Here’s a clue: No one except those that feel exactly the same as you care about your memes and political pictures and quotes and jokes, and even some of those people don’t care either. “Alternate facts” and Madonna and Mylie the crotch grinders complaining about Trumps lack of morals, and possibly being willing to unplug life support to charge a phone… And the more you complain about the “other side” while still posting this drivel because it’s “funny”. No, it stopped being funny a long time ago… As in, before the internet was even online.

At least if you have something to say, say it yourself. Don’t post someone else’s post with no comment of your own because you agree with “most” or “some” of it. Yeah, I share stuff… but you’ll notice that I have a comment to make about it, something I wrote myself.

And I have my blog. I’ve been using it more because it allows me to write what I want without completely covering everyone’s feed with what I think is important. It’s one little link that people can choose to click on or not click on.

As far as me only wanting to deal with people that think the way I do… My best friend and I are very opposed when it comes to political stuff. And I love her dearly. She will always be my best friend, I will always be there for her whenever she needs me. We have discussed politics on occasion, and then we move on to other things after we agree to disagree. We actually LISTEN to what the other person has to say, and sometimes we add our own views to it. But I don’t have to deal with “You’re obviously a racist because you feel that way” and she doesn’t have to deal with “You’re a special kind of stupid” (these are both paraphrased things I’ve seen written either in comments or in memes, nothing we have either said to each other).

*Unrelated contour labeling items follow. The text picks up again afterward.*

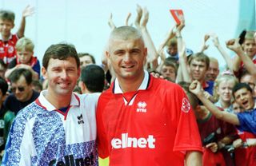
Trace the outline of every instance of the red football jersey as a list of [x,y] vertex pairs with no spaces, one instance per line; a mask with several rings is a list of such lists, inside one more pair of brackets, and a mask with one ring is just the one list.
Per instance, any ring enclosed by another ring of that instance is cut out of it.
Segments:
[[[246,142],[247,138],[256,138],[255,135],[248,132],[238,130],[238,134],[243,142]],[[234,160],[236,165],[256,165],[256,147],[241,147],[235,148]]]
[[118,79],[99,97],[99,156],[110,165],[184,165],[186,151],[202,152],[195,117],[182,89],[145,73],[136,92]]
[[18,40],[17,34],[12,34],[7,42],[0,39],[0,59],[2,59],[6,64],[9,64],[15,57],[15,45]]

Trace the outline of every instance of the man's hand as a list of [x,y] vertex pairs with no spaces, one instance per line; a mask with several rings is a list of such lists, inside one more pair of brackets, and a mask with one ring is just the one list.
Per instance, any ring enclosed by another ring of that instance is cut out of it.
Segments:
[[206,148],[210,148],[213,152],[217,152],[218,151],[218,144],[216,142],[212,142],[206,144]]
[[202,86],[198,81],[195,80],[193,81],[190,85],[190,91],[195,94],[196,96],[199,95],[200,93],[202,94]]
[[215,47],[218,47],[219,46],[219,42],[218,42],[218,38],[216,34],[213,33],[210,34],[210,37],[212,38],[212,41],[215,45]]
[[238,53],[239,51],[242,51],[242,46],[239,44],[239,38],[236,38],[236,39],[231,39],[229,40],[226,42],[226,45],[227,48],[229,48],[230,49]]
[[26,18],[27,16],[31,16],[34,13],[34,8],[31,7],[30,6],[27,6],[22,12],[22,17]]

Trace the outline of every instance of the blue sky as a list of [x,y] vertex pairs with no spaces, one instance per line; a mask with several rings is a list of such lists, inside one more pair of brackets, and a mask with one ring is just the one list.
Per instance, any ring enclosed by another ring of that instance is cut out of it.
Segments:
[[[35,14],[26,19],[25,35],[35,43],[34,54],[40,61],[49,45],[66,42],[74,44],[78,53],[92,53],[99,64],[110,32],[107,25],[110,13],[116,26],[119,26],[124,25],[129,12],[132,14],[130,22],[134,22],[136,4],[146,6],[150,12],[148,30],[158,48],[174,25],[169,10],[182,9],[186,22],[183,38],[187,47],[197,52],[206,33],[216,33],[223,45],[225,41],[238,35],[239,16],[243,14],[246,17],[250,13],[248,9],[242,9],[241,12],[240,1],[242,0],[1,0],[0,8],[16,14],[16,26],[13,30],[15,33],[22,10],[28,4],[35,7]],[[254,0],[248,2],[255,3]],[[255,14],[255,8],[254,10]],[[248,17],[242,20],[239,28],[246,26],[247,22],[250,22]],[[209,44],[210,46],[206,53],[217,57],[220,64],[224,65],[213,43],[210,41]]]

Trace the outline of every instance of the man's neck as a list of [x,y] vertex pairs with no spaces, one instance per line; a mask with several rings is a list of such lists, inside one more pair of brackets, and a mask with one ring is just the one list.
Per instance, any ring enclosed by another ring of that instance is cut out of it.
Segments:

So, think before you share that next meme or post or “news” story. Is that how you really want to be viewed by your family and friends? Do you agree with everything it says? How would you feel if someone made the opposite comment/joke about you?

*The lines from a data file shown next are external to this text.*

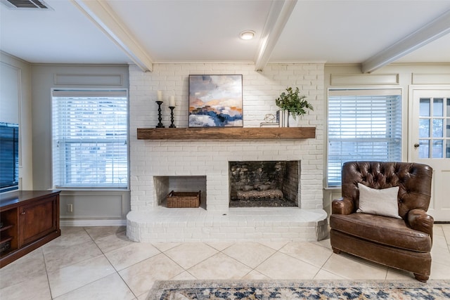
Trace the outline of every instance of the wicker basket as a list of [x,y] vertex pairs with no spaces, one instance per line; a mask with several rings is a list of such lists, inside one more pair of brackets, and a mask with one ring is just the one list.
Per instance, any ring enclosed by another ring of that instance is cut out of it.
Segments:
[[200,190],[198,192],[174,192],[167,195],[167,207],[193,208],[200,207]]

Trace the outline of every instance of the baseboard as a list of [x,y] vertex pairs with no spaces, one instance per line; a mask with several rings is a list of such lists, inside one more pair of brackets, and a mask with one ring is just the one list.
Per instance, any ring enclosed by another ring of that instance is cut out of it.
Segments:
[[124,226],[127,220],[60,220],[60,227]]

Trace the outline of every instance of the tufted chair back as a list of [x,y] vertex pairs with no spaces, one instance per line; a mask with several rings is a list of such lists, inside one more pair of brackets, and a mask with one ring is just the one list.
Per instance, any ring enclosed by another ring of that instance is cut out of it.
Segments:
[[372,188],[398,186],[399,215],[405,219],[414,209],[425,211],[431,197],[432,169],[426,164],[394,162],[349,162],[342,170],[342,195],[359,206],[358,183]]

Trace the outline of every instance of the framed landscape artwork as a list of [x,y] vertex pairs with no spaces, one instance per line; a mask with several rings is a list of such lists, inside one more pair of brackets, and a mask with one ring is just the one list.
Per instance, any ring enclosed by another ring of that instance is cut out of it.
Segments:
[[242,75],[189,75],[189,127],[242,126]]

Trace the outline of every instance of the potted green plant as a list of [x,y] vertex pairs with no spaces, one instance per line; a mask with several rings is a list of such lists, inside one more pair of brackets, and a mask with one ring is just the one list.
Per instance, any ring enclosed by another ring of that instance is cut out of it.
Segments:
[[307,110],[314,110],[306,98],[306,96],[300,95],[298,87],[295,89],[288,87],[285,92],[281,93],[280,96],[275,99],[275,103],[281,110],[288,112],[288,119],[290,114],[295,119],[297,116],[302,116],[308,112]]

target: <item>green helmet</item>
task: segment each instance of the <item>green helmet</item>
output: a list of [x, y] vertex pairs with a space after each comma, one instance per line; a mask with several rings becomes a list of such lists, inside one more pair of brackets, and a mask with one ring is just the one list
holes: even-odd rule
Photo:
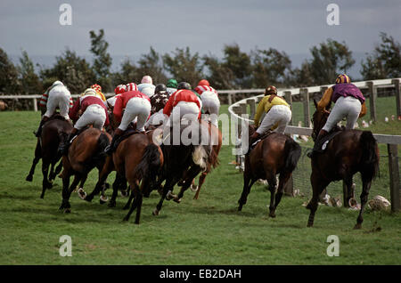
[[178, 85], [178, 83], [176, 82], [176, 79], [170, 78], [169, 80], [168, 80], [168, 83], [167, 83], [166, 86], [167, 87], [171, 87], [171, 88], [176, 88], [177, 85]]

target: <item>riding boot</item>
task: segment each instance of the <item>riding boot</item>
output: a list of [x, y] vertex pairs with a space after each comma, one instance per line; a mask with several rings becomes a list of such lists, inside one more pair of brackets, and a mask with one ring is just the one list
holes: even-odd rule
[[320, 130], [320, 132], [319, 132], [319, 134], [317, 135], [317, 138], [316, 138], [316, 142], [315, 142], [315, 144], [314, 144], [314, 149], [312, 150], [312, 151], [309, 151], [307, 154], [307, 156], [309, 158], [312, 158], [313, 157], [315, 157], [315, 154], [316, 154], [316, 152], [317, 152], [317, 149], [318, 149], [318, 147], [319, 146], [321, 146], [321, 141], [322, 141], [322, 139], [327, 134], [327, 132], [325, 131], [325, 130]]
[[250, 144], [248, 145], [248, 151], [246, 155], [249, 155], [250, 152], [250, 149], [252, 147], [252, 144], [258, 141], [258, 137], [259, 137], [259, 133], [258, 132], [253, 133], [253, 134], [250, 136]]
[[42, 127], [43, 127], [43, 125], [45, 125], [45, 123], [48, 119], [49, 119], [48, 117], [44, 116], [43, 118], [40, 120], [39, 127], [37, 128], [37, 131], [34, 132], [35, 136], [36, 136], [37, 138], [40, 137], [40, 135], [42, 134]]
[[113, 138], [111, 139], [111, 143], [104, 149], [104, 153], [106, 153], [107, 155], [111, 155], [114, 152], [114, 150], [116, 150], [116, 145], [118, 142], [119, 142], [123, 133], [124, 131], [119, 128], [116, 129], [116, 131], [114, 132]]

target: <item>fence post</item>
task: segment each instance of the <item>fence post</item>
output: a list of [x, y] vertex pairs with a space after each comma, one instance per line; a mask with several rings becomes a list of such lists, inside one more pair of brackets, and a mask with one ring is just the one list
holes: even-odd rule
[[376, 98], [377, 98], [377, 86], [374, 86], [373, 82], [366, 82], [366, 85], [369, 88], [369, 103], [371, 110], [371, 119], [373, 122], [377, 121], [376, 115]]
[[37, 101], [36, 98], [34, 98], [34, 111], [37, 111]]
[[389, 173], [390, 177], [390, 198], [391, 210], [401, 210], [401, 183], [399, 181], [399, 168], [397, 144], [388, 144], [389, 151]]
[[393, 79], [391, 83], [394, 84], [394, 87], [396, 88], [397, 117], [398, 119], [401, 119], [401, 92], [399, 88], [399, 78]]
[[[290, 108], [292, 110], [292, 96], [291, 96], [291, 92], [284, 92], [284, 99], [287, 101], [288, 104], [290, 104]], [[288, 125], [292, 125], [292, 115], [291, 115], [291, 119], [290, 120], [290, 122], [288, 123]]]
[[306, 127], [310, 127], [310, 110], [309, 110], [309, 92], [307, 88], [302, 88], [299, 90], [304, 104], [304, 125]]
[[250, 104], [250, 118], [253, 119], [256, 113], [256, 101], [255, 99], [247, 100], [248, 104]]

Yeah, that’s what I thought. Now, if y’all will excuse me, I’m going to spend some time away from the computer and on more important things… like my shrink appointment. I have two this week. My mental stability is a little off at the moment, and I’m thinking a “vacation” might be in order.

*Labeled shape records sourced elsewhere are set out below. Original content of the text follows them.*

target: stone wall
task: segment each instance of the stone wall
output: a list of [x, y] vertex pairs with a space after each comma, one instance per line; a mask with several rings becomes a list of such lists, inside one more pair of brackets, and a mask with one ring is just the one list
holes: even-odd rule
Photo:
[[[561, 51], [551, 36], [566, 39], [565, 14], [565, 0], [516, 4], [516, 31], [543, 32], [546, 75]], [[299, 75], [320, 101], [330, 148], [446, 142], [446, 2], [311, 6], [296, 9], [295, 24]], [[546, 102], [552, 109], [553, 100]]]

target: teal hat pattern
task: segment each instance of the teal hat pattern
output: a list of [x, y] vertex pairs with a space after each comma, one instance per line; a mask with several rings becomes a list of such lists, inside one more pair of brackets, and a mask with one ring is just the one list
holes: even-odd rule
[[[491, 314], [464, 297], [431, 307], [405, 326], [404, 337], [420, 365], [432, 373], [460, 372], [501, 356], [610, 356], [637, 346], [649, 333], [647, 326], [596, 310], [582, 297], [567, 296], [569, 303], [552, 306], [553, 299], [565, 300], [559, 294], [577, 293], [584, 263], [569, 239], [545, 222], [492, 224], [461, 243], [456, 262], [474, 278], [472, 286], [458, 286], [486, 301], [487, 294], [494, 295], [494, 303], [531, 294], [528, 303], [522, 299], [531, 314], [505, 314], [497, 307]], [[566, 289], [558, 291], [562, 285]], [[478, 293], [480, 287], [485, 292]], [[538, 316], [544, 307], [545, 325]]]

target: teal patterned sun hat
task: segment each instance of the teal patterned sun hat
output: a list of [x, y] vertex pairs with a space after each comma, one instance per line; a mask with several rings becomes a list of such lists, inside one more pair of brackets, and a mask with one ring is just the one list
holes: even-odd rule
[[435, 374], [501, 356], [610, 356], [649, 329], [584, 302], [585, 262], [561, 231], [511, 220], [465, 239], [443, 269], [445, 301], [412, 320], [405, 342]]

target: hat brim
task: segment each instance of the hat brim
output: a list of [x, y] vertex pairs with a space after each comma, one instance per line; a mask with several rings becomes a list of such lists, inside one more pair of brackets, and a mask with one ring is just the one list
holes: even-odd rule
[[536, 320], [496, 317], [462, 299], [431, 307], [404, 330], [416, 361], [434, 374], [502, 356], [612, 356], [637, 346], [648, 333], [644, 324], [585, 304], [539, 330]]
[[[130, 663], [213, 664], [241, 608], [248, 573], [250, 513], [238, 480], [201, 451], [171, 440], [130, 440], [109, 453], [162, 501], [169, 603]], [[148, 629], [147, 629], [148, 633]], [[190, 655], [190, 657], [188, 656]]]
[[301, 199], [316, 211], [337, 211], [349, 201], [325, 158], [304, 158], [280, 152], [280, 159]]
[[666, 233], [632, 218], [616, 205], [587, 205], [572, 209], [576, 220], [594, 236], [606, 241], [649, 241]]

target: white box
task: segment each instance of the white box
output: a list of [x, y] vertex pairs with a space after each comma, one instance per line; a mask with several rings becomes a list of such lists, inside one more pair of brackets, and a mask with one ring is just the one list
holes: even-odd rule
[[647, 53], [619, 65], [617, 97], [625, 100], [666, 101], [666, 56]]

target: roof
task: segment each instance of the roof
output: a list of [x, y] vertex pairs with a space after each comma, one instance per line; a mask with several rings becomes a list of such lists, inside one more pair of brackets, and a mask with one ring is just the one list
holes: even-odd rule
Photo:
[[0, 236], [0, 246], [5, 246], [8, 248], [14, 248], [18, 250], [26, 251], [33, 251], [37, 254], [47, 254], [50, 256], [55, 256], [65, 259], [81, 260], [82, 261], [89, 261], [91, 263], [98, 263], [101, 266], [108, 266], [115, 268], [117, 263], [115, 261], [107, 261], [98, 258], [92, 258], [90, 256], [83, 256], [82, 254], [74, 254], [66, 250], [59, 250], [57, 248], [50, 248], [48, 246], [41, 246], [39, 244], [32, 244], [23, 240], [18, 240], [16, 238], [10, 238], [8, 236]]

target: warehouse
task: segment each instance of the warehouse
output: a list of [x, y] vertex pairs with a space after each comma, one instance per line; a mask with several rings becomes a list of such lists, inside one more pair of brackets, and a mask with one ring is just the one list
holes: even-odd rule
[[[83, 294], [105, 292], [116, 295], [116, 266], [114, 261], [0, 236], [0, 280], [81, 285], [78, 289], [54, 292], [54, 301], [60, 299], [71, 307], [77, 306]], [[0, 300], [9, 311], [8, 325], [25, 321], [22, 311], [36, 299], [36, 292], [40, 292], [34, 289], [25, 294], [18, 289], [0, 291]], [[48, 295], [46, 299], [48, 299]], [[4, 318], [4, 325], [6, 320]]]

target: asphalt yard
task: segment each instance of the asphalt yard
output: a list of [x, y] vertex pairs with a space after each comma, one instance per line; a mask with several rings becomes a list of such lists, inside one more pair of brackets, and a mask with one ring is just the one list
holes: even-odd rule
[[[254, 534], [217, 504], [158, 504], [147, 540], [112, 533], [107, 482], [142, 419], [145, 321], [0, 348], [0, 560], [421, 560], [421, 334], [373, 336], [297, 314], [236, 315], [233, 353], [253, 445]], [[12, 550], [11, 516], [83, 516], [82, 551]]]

Holiday stress and other fun things…

I haven’t really talked much about my Mom, but I just need to get this out. This year will be my 3rd Christmas without my Mom. Three Christmases ago we at least exchanged gifts, but hadn’t verbally talked from before Bon died (in September, so I believe it was early September that was the last time we talked). The following year I was diagnosed with MS and I won’t bother to repeat what she told me when I emailed her about it, but suffice it to say I haven’t heard from her at all asking how things were/are going (although we did get a “Hope all is well with you” in the Christmas card last year).

Three years without talking to my Mom at all. Two years with our only contact being a very generic Christmas card last year. Don’t know what I’ll get this year, if I’ll even get anything.

Hurting a lot this year for some reason. Mourning the loss of someone that is still alive is very, very hard.

On top of that, I tested positive for the JC Virus, which could affect my treatment for the MS. This Friday will be another test and then in January I have an appointment with the doctor to discuss what our next step will be. For a little information, JC Virus is very common, but “Polyomavirus JC (often called JC virus) is carried by a majority of people and is harmless except among those with lowered immune defenses.” As I’m on an immunosuppressant medication (Tysabri), this is a concern as what can happen is PML or Progressive multifocal leukoencephalopathy, and that’s not a pretty thing. More information for folks that are interested in the first and second links below.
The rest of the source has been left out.